Förderungen zur 5G Erprobung gehen nach Niedersachsen und Bremen

Das Bundesministerium für Verkehr und digitale Infrastruktur hat die Gewinner des 5G Innovationswettbewerbs bekannt gegeben.

Symbolbild 5G

Laut Presseberichten wurden insgesamt 138 Konzepte eingereicht und 68 Gewinner ausgewählt, die jeweils mit bis zu 100.000€ gefördert werden.
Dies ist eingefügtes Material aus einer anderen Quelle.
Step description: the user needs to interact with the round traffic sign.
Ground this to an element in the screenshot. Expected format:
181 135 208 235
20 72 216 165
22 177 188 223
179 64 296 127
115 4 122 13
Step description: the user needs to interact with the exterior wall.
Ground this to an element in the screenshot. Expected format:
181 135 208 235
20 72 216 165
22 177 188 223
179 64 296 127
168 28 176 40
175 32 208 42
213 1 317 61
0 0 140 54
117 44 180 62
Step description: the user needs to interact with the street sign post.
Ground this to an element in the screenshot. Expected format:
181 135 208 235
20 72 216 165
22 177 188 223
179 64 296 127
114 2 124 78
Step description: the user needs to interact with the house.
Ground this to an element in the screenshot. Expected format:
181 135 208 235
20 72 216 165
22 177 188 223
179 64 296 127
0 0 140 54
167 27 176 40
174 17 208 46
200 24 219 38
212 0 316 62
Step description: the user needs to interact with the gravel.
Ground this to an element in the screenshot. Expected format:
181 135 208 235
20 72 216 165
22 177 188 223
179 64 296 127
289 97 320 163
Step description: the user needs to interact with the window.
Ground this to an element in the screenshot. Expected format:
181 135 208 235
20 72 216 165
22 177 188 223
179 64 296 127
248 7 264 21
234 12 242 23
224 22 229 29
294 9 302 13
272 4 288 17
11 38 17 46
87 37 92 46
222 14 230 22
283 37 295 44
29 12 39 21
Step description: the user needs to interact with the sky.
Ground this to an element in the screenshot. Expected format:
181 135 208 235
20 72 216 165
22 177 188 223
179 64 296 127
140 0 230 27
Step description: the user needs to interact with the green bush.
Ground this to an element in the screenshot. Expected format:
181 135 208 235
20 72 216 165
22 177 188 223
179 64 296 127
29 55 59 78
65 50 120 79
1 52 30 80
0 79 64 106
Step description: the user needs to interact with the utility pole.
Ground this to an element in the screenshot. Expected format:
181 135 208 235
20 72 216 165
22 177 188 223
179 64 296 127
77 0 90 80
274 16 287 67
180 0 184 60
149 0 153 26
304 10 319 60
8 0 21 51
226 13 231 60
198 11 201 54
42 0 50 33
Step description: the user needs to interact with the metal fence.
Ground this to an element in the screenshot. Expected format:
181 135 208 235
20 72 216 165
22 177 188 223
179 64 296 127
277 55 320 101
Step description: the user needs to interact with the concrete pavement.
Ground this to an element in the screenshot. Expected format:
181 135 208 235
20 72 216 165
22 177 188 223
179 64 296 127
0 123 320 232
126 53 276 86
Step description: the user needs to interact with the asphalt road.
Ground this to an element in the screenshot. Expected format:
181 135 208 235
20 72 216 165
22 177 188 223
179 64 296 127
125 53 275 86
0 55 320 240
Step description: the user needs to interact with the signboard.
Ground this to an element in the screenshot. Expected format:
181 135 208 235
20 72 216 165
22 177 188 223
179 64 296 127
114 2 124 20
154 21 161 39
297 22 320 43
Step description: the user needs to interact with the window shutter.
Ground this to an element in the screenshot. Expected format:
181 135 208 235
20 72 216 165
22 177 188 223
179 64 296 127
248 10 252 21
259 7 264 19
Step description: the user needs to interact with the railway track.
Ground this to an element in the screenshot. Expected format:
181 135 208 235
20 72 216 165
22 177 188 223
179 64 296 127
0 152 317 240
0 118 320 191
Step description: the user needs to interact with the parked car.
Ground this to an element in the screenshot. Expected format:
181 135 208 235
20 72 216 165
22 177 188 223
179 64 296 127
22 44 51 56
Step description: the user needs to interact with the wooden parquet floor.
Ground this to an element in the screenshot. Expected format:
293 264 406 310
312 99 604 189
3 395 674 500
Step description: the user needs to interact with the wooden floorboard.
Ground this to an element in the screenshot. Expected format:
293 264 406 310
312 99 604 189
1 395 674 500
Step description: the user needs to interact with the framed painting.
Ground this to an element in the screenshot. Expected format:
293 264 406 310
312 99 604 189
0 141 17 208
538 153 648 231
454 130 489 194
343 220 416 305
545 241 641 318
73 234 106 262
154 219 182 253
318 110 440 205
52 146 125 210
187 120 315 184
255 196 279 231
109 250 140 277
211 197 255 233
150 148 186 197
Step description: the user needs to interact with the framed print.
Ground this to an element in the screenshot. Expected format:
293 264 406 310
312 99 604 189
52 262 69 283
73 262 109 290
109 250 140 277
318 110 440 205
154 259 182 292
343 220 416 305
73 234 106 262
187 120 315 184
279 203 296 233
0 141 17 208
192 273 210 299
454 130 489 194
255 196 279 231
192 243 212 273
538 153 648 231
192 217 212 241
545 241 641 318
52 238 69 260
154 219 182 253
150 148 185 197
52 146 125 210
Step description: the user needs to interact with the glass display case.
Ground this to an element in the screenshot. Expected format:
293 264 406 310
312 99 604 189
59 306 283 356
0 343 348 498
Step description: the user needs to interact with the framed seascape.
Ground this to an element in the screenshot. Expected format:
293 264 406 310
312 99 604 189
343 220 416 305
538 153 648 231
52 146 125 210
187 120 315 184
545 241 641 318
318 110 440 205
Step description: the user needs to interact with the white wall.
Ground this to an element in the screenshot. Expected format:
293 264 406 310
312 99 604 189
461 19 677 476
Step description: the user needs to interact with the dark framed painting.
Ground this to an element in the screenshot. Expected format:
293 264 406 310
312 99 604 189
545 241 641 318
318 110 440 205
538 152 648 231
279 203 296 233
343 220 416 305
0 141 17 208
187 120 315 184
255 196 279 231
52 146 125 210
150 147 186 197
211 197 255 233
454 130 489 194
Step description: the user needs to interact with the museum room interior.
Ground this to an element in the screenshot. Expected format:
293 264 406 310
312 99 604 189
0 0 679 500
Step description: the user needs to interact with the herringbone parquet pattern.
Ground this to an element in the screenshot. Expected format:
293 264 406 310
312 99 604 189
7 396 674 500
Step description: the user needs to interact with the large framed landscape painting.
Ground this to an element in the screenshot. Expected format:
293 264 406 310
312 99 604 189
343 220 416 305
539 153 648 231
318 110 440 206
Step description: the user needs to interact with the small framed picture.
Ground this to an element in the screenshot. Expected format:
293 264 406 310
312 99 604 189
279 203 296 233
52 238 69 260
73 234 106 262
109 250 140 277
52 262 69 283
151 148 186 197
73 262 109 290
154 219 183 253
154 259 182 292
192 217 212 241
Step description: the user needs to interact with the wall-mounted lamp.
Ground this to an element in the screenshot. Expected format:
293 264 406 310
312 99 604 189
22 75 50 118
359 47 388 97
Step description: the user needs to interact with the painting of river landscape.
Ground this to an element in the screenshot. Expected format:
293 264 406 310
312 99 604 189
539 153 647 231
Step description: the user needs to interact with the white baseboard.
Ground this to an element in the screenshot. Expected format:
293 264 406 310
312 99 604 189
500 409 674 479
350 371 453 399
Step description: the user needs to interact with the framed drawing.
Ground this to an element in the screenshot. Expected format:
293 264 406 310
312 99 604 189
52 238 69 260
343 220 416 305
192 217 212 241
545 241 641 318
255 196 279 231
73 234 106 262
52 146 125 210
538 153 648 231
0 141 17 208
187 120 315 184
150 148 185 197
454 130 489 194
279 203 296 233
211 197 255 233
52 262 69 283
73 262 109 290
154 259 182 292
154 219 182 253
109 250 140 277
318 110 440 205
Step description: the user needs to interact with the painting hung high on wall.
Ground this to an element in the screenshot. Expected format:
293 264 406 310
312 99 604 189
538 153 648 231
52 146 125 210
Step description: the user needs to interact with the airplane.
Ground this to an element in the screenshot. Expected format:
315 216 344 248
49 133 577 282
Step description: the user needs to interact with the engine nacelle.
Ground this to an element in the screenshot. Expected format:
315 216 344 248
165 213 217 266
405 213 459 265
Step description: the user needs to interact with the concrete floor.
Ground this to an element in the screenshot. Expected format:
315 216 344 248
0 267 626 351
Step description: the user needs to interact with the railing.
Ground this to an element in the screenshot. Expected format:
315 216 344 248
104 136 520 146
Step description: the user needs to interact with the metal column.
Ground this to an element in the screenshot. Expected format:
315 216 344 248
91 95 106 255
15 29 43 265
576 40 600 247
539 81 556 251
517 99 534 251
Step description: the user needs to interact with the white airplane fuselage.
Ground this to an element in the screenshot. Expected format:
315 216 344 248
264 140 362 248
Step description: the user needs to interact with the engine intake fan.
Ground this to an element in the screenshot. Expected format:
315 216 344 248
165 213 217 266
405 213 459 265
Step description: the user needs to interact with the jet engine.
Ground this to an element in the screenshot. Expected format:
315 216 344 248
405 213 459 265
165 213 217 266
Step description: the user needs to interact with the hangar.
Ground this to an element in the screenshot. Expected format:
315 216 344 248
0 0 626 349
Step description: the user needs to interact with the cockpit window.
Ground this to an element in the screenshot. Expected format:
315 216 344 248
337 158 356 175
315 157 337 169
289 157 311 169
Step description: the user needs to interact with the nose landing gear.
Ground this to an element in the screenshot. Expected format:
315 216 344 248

Aus Niedersachsen und Bremen wurden 12 Anträge eingereicht, deren Konzepte zur Erprobung innovativer 5G-Mobilfunkanwendungen überzeugen konnten und gefördert werden.Zu diesen Konzepten gehört auch ein gemeinschaftlicher Antrag der Landkreise Cuxhaven, Osterholz und des Landes Bremen. Weiterhin gehören die Landkreise Cloppenburg, Lüchow-Dannenberg, Emsland, Göttingen, Grafschaft Bentheim, Harburg, Northeim, Uelzen, Wolfenbüttel und die Stadt Hannover zu den Kommunen, die Konzepte zur Erprobung von 5G Anwendungen mit Fördermitteln ausarbeiten dürfen. Der Fokus der Anträge ist vielfältig und reicht von Smart Farming über Gesundheit und Logistik bis hin zu smarter Produktion.

„Wir freuen uns über die zahlreichen Gewinner aus Niedersachen und Bremen. Die vielen Fördermittel die in unsere Region gehen, zeigen die hohe Innovationskraft und den Willen zur Digitalisierung“, so Peer Beyersdorff, Geschäftsführer des Breitbandzentrums Niedersachsen-Bremen. Beyersdorff nimmt außerdem Bezug auf eine weitere Förderung: „Es steht fest, dass die konkrete Erprobung von 5G Anwendungen in Niedersachsen stattfinden wird. Dazu wird in der Region Braunschweig-Wolfsburg ein 5G-Reallabor eingerichtet.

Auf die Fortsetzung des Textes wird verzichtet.